Title:Linear polarization of the stochastic gravitational-wave background with pulsar timing arrays

Abstract:Pulsar-timing collaborations have recently reported evidence for the detection of an isotropic stochastic gravitational-wave background consistent with one sourced by a population of inspiralling supermassive black hole binaries. However, a certain degree of anisotropy and polarization may be present. Thus, the characterization of the energy density and polarization of the background at different angular scales is important. In this paper, we describe the signatures of linear polarization in the stochastic gravitational-wave background on the timing residuals obtained with pulsar-timing arrays.
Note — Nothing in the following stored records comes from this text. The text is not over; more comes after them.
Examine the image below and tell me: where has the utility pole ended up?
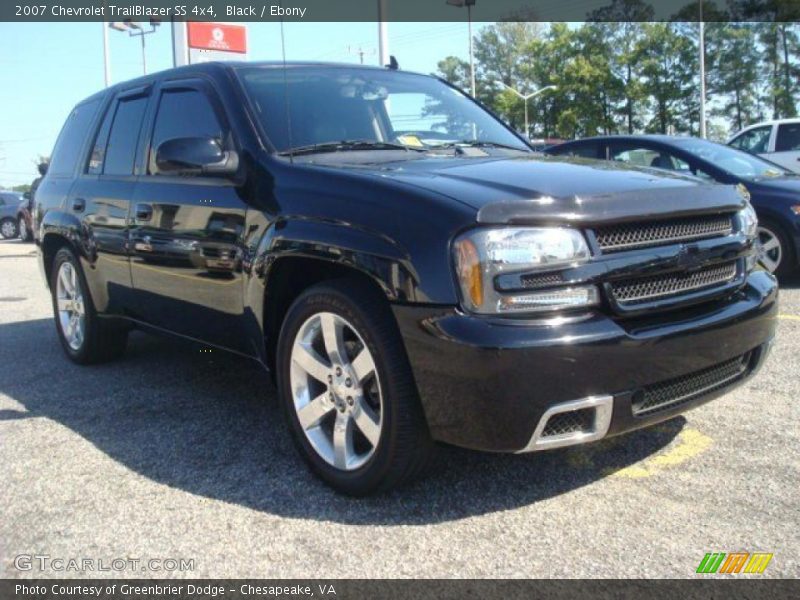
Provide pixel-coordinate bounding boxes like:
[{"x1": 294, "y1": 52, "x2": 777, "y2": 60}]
[
  {"x1": 699, "y1": 0, "x2": 706, "y2": 139},
  {"x1": 347, "y1": 46, "x2": 375, "y2": 65},
  {"x1": 100, "y1": 21, "x2": 111, "y2": 87},
  {"x1": 378, "y1": 0, "x2": 389, "y2": 67},
  {"x1": 446, "y1": 0, "x2": 477, "y2": 98},
  {"x1": 498, "y1": 81, "x2": 558, "y2": 140}
]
We expand the linear polarization map in terms of spin-weighted spherical harmonics and recast it into the $E$-mode (parity even) and $B$-mode (parity odd) basis. We provide expressions for the minimum-variance estimators for the coefficients of that expansion and evaluate the smallest detectable signal as a function of the signal-to-noise ratio with which the isotropic GW signal is detected and the number of pulsars in the survey. We evaluate the covariance between the estimators for the spherical-harmonic coefficients of the linear polarization $E$-modes and those for the intensity anisotropy. We also show that there is no covariance between the spherical-harmonic coefficients for the $B$-modes of the linear polarization and those for the circular polarization, even though both have the same parity. Our approach results in simple, elegant, and easily evaluated expressions for the overlap reduction functions for linear polarization.